On the contrary, the photo-albums show that Posse envisioned this as a high-quality but relatively modest collection, consisting of a selection of European old master paintings from before 1800, and a larger collection of German and Austrian nineteenth-century works. Rather than rivaling the greatest museums on earth, Schwarz argues Linz’s collection was to have taken a dignified place between Munich and Vienna. Drawing on Posse’s correspondence with Nazi officials, Schwarz shows that the Linz museum plan was part of a larger project of the redistribution of cultural goods among the cities of the Ostmark (annexed Austria), developed by Hitler and Posse in conjunction with the Nazis’ seizure of the extraordinary collections of Vienna’s great Jewish art collectors. Moreover, this “Austrian model” went on during the war to be the basis for the planned redistribution of works of art in the eastern regions of the German Reich. She notes that the works of art seized in occupied Poland, as well as some of the most important collections seized from Jewish collectors, were split into two categories: “Kategorie I” paintings were to be sent to Linz, but the far larger “Kategorie II” was what Schwarz calls a “Verteilungsmasse” – a fund of works to be distributed around the regional museums of the expanding Reich’s eastern half (pp. 68-73).

Moreover, the photo albums are also a crucial source for understanding the organizational, or “museological” concept of Hitler’s gallery. Posse selected the paintings according to traditional criteria of quality, and carefully organized the images – in a manner entirely traditional for the period – by national schools, and chronologically within each school. As Albert Speer later reported, Hitler deferred to Posse’s expert judgment, even when Posse declined to include several of Hitler’s most beloved works from his holdings in Munich. There was, then, nothing particularly National Socialist about Hitler’s museum, except of course for the brutal and anti-Semitic seizures of private property that made its assembly possible. Indeed, looking through the book’s images – which, while a valuable source for specialists, do not make for terribly interesting viewing – the chief insight one gains is just how unexceptional this artistic and museological vision was.

But then this conservative traditionalism itself needs analysis.

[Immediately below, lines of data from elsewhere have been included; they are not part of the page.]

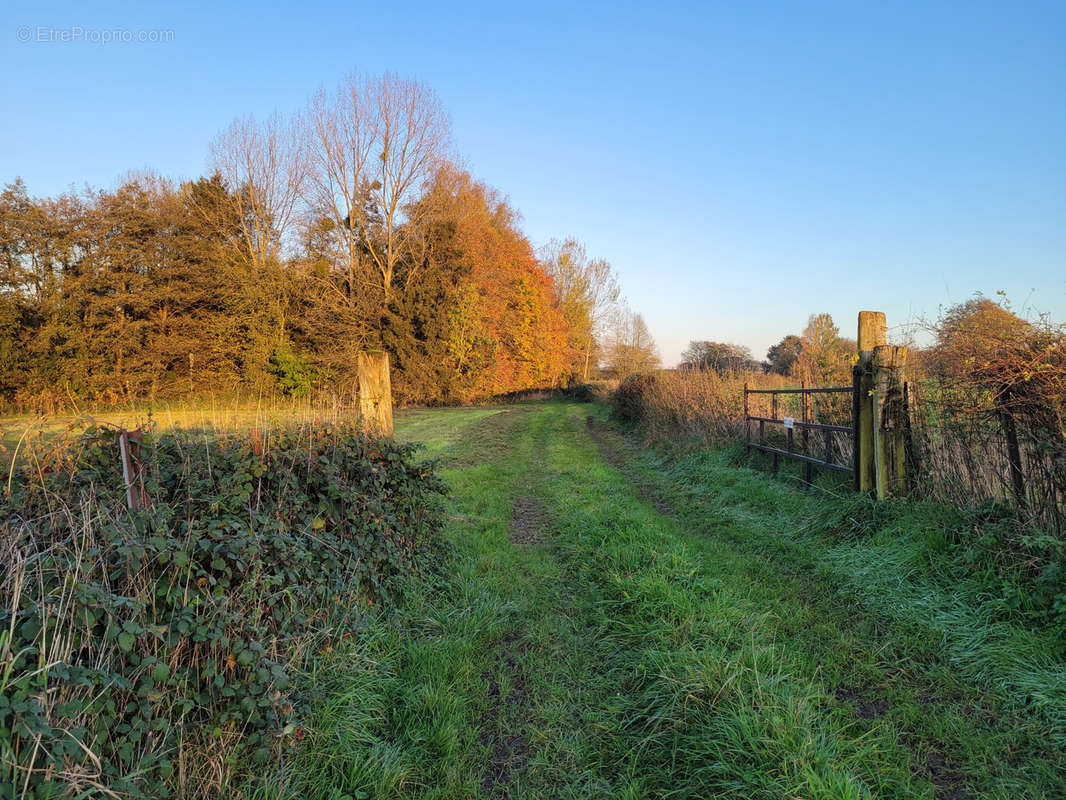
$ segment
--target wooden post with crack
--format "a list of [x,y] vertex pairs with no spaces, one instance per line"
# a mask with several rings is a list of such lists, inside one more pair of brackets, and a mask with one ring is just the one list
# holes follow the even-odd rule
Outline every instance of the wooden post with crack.
[[392,382],[389,354],[385,351],[359,353],[359,412],[367,433],[392,435]]
[[881,311],[859,311],[856,485],[878,500],[907,490],[907,349],[887,342]]

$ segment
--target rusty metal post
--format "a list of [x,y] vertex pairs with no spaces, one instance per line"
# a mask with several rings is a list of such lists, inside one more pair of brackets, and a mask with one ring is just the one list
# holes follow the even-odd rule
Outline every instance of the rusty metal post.
[[858,435],[855,438],[856,477],[860,492],[876,489],[874,453],[873,352],[888,341],[888,324],[882,311],[859,311],[858,351],[859,406]]
[[907,349],[883,345],[873,354],[874,466],[877,499],[907,490]]

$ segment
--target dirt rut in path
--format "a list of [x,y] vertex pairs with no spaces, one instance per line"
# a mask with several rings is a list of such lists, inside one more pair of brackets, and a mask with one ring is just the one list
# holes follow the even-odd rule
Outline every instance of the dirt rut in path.
[[488,750],[489,762],[481,779],[481,788],[492,798],[508,798],[515,777],[524,771],[529,763],[529,740],[524,730],[504,731],[500,726],[500,717],[504,710],[513,716],[517,710],[524,717],[529,706],[526,694],[526,682],[522,678],[521,667],[516,655],[520,644],[515,636],[506,636],[500,644],[500,655],[497,673],[507,676],[511,689],[503,697],[500,684],[492,677],[492,672],[486,670],[481,674],[488,682],[488,708],[481,720],[481,735],[478,741]]
[[533,497],[519,497],[511,509],[507,538],[513,544],[537,544],[548,530],[548,512]]
[[669,501],[667,501],[653,489],[645,483],[642,483],[637,479],[633,469],[626,463],[626,459],[620,452],[618,452],[618,448],[616,448],[614,443],[611,442],[607,435],[604,435],[602,426],[599,425],[595,418],[586,417],[585,428],[588,431],[588,435],[592,436],[593,442],[595,442],[596,446],[600,449],[600,454],[603,457],[603,460],[626,476],[626,480],[633,485],[637,497],[651,503],[651,508],[664,516],[677,516],[677,511],[675,511],[674,507],[669,505]]

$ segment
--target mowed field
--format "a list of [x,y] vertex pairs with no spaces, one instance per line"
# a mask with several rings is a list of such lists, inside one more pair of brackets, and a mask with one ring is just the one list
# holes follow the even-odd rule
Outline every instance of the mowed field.
[[1066,797],[1061,645],[935,569],[935,518],[589,404],[398,437],[451,486],[454,566],[306,676],[305,746],[247,795]]

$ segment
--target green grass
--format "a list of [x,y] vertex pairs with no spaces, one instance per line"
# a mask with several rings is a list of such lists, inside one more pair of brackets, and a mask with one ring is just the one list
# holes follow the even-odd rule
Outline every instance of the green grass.
[[398,419],[453,490],[452,570],[323,654],[246,794],[1066,797],[1062,642],[946,566],[942,510],[588,414]]

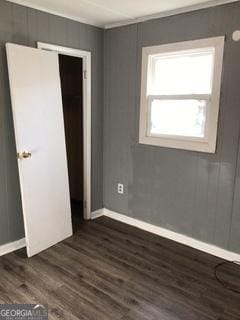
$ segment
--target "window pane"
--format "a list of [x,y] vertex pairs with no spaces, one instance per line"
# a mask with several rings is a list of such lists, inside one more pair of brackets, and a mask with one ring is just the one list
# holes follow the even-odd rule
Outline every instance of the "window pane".
[[150,134],[203,138],[205,100],[153,100]]
[[210,94],[214,49],[153,57],[149,94]]

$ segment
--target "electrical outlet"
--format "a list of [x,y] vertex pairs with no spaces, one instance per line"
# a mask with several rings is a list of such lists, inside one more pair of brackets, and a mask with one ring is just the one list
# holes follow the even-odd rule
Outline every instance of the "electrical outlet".
[[118,193],[124,194],[124,187],[122,183],[118,183]]

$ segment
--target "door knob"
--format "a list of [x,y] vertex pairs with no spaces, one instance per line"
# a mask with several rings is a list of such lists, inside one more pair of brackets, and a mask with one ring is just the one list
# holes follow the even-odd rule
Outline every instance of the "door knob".
[[31,152],[23,151],[22,153],[18,152],[17,157],[18,159],[27,159],[32,156]]

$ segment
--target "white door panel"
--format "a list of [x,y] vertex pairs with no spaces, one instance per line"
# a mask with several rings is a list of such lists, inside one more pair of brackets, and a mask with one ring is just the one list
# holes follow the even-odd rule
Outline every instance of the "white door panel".
[[7,44],[28,256],[72,235],[58,54]]

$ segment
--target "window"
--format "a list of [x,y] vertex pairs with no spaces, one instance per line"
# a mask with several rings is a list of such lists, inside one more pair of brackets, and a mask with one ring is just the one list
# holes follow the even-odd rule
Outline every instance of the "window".
[[214,153],[224,37],[143,48],[140,143]]

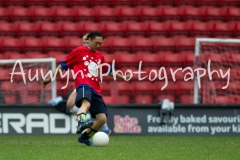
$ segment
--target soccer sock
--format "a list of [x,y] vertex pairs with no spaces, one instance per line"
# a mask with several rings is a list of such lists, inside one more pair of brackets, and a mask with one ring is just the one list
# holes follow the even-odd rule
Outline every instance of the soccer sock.
[[80,125],[81,123],[84,123],[86,121],[86,113],[80,113],[77,116],[80,116],[80,120],[78,121],[78,125]]
[[76,105],[74,105],[73,108],[70,109],[70,112],[71,113],[77,113],[78,110],[79,110],[79,108]]
[[106,131],[106,130],[108,130],[107,122],[104,123],[104,125],[101,127],[100,130],[101,130],[101,131]]
[[97,133],[97,130],[94,130],[92,128],[90,128],[90,130],[91,131],[89,133],[87,133],[87,131],[86,131],[82,134],[81,138],[83,140],[87,140],[87,139],[91,138],[95,133]]

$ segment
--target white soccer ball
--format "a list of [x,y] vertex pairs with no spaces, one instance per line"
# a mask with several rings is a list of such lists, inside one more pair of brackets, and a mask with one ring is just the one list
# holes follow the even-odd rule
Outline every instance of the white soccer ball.
[[97,132],[93,135],[93,144],[97,147],[104,147],[108,145],[109,137],[104,132]]

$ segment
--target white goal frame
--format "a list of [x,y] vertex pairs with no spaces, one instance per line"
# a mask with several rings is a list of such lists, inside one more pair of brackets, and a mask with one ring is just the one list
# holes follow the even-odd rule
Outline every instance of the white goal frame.
[[[239,43],[240,39],[221,39],[221,38],[196,38],[195,41],[195,61],[194,61],[194,68],[196,68],[198,62],[198,56],[200,55],[200,43],[206,42],[206,43]],[[194,77],[194,97],[193,97],[193,103],[199,104],[199,94],[198,94],[198,81],[197,77]]]
[[[51,70],[54,72],[56,69],[56,59],[55,58],[32,58],[32,59],[1,59],[0,64],[15,64],[17,60],[21,63],[51,63]],[[52,99],[57,97],[57,87],[56,79],[52,81]]]

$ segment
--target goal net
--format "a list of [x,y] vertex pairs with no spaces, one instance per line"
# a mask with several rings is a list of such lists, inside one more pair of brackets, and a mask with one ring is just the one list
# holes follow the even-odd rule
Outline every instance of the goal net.
[[41,85],[55,68],[55,58],[1,60],[0,103],[39,104],[56,98],[56,81],[45,88]]
[[240,103],[240,40],[197,38],[195,57],[195,68],[206,73],[195,76],[194,103]]

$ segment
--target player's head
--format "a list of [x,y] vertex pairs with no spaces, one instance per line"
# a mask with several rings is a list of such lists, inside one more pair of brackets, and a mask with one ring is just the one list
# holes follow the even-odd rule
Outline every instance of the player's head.
[[88,40],[87,40],[87,34],[84,34],[84,36],[82,37],[82,45],[86,46],[88,44]]
[[103,34],[99,31],[93,31],[87,35],[89,47],[92,51],[97,51],[103,42]]

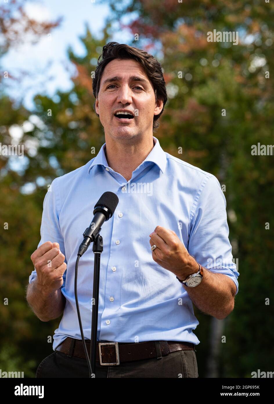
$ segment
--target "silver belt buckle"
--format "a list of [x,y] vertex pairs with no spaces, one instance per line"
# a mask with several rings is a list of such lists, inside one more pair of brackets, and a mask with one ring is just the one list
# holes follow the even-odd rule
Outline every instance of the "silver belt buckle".
[[[113,363],[102,363],[102,351],[101,351],[101,346],[102,345],[115,345],[115,350],[116,353],[116,362],[113,362]],[[100,361],[100,365],[119,365],[120,358],[119,357],[119,347],[117,342],[99,342],[99,357]]]

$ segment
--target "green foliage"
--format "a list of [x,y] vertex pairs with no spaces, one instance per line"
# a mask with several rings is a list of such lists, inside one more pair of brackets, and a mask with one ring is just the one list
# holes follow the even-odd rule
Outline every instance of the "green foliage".
[[[25,165],[19,173],[11,170],[8,159],[0,158],[0,223],[2,229],[3,223],[8,223],[8,229],[0,232],[1,296],[8,299],[8,306],[0,306],[4,344],[0,368],[21,368],[33,377],[35,366],[28,360],[35,358],[37,366],[51,353],[44,336],[53,334],[59,320],[40,321],[24,299],[33,269],[30,257],[40,239],[43,200],[52,179],[85,164],[105,142],[92,107],[91,72],[102,46],[112,40],[113,23],[136,11],[139,16],[129,26],[132,35],[124,42],[147,50],[161,61],[169,96],[155,135],[166,151],[213,174],[226,186],[230,238],[240,276],[234,310],[224,320],[226,342],[221,344],[219,375],[249,377],[258,368],[272,370],[273,354],[268,347],[274,329],[270,295],[274,157],[252,156],[251,151],[258,142],[273,143],[274,59],[267,44],[274,39],[274,6],[271,2],[222,0],[109,3],[113,13],[102,39],[94,38],[87,26],[81,38],[86,55],[79,57],[68,49],[76,71],[71,90],[58,92],[53,99],[37,95],[31,112],[0,95],[2,144],[11,144],[11,125],[20,126],[31,114],[40,123],[23,134]],[[238,31],[238,44],[208,42],[207,33],[214,29]],[[132,39],[136,33],[139,42]],[[252,41],[248,43],[248,35]],[[28,146],[30,140],[36,142],[36,154]],[[178,153],[180,147],[182,154]],[[44,185],[39,185],[40,178]],[[21,187],[27,183],[34,185],[35,191],[23,195]],[[199,375],[205,377],[210,317],[195,312],[200,324],[195,332],[201,341],[197,348]]]

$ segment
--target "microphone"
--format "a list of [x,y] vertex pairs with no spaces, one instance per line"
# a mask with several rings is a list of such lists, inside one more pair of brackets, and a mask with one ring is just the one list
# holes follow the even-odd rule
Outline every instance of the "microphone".
[[110,219],[114,213],[119,200],[113,192],[104,192],[94,207],[94,217],[90,225],[83,234],[83,241],[78,248],[77,255],[82,257],[92,241],[94,241],[100,233],[104,222]]

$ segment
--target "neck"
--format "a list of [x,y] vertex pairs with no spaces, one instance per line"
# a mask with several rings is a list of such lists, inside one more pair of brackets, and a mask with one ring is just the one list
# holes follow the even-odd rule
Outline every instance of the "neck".
[[105,152],[109,166],[128,181],[132,172],[146,159],[154,145],[152,137],[135,143],[120,142],[106,137]]

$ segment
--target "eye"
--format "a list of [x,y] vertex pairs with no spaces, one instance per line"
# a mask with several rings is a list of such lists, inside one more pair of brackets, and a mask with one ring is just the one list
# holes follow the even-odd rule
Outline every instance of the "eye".
[[[107,89],[108,88],[110,88],[110,87],[111,86],[115,86],[115,84],[110,84],[109,86],[108,86],[107,87]],[[134,87],[134,88],[136,88],[137,87],[139,88],[140,88],[140,90],[142,90],[143,89],[141,87],[140,87],[140,86],[135,86],[135,87]]]

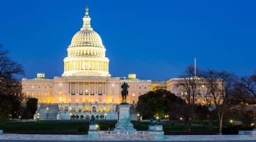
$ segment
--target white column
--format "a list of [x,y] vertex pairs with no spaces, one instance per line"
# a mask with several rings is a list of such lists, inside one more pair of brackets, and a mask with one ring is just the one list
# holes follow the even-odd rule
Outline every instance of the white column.
[[102,94],[105,94],[105,82],[102,83]]
[[78,83],[75,82],[75,94],[76,95],[78,93]]
[[90,89],[90,86],[91,86],[91,84],[90,84],[90,82],[89,82],[89,90],[88,90],[88,93],[89,93],[89,95],[90,95],[90,93],[91,93],[91,89]]

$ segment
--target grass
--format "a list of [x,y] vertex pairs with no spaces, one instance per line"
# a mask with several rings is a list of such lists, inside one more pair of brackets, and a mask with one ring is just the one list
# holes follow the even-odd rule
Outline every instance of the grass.
[[[101,130],[107,130],[109,127],[114,128],[116,121],[100,121],[97,122]],[[134,129],[137,131],[147,131],[149,122],[132,122]],[[82,126],[83,128],[88,128],[89,123],[85,121],[39,121],[30,122],[15,122],[5,125],[1,125],[0,129],[4,133],[11,134],[86,134],[86,131],[78,131]],[[163,129],[166,134],[183,133],[184,125],[174,125],[171,122],[165,124],[163,124]],[[209,129],[206,126],[193,126],[192,131],[199,134],[209,132]],[[213,132],[217,132],[218,129],[213,129]]]

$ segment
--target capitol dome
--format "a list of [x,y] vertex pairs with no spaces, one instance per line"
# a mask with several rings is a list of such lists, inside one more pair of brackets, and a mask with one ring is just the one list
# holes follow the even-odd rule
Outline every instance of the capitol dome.
[[72,38],[69,47],[76,47],[80,44],[91,44],[99,47],[104,47],[99,34],[92,30],[78,31]]
[[63,76],[110,76],[106,49],[100,35],[91,28],[88,10],[87,6],[82,27],[67,49]]

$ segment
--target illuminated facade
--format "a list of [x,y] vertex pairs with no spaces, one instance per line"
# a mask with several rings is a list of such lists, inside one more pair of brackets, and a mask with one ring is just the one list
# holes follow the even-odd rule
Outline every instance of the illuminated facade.
[[129,103],[136,103],[139,95],[151,90],[151,81],[137,79],[135,74],[129,74],[127,78],[111,77],[106,49],[91,28],[87,7],[82,19],[82,27],[68,47],[62,76],[47,79],[43,73],[38,73],[36,78],[22,79],[23,93],[40,102],[36,118],[49,119],[49,111],[54,110],[50,107],[55,105],[58,113],[56,117],[53,114],[52,119],[70,119],[70,114],[79,118],[107,115],[105,119],[114,119],[124,82],[129,85],[127,100]]

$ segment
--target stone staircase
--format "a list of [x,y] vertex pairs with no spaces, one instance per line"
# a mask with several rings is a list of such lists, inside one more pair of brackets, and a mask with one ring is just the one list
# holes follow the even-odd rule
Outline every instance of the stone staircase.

Insofar as Schwarz discusses Hitler’s motivations, she presents his museum as an effort to present himself as a “man of culture”. “Mit [der Sammlung Linz],” she writes, “wollte sich Hitler nach einem erfolgreich zu Ende geführten Krieg dem deutschen Volk und der ganzen Welt als ‘Kulturmensch’ präsentieren” (p. 81). After Michaud’s provocative reading of the Nazis’ complex views on art, race, history, and the power of the image, one is disappointed by Schwarz’s comparatively superficial and instrumentalist analysis of the basic question of why the Nazis invested so much importance in art. One hopes that in her forthcoming book on “Hitler as Collector” Schwarz will pursue this issue with greater depth. In the meantime, reading these texts together, it seems clear that art – understood as a set of ideas about the role of images in history and society, as a set of practices, and as a legacy of objects – will continue to be a crucial field of inquiry for the ongoing effort to understand the experience of Nazi domination in Germany and Europe.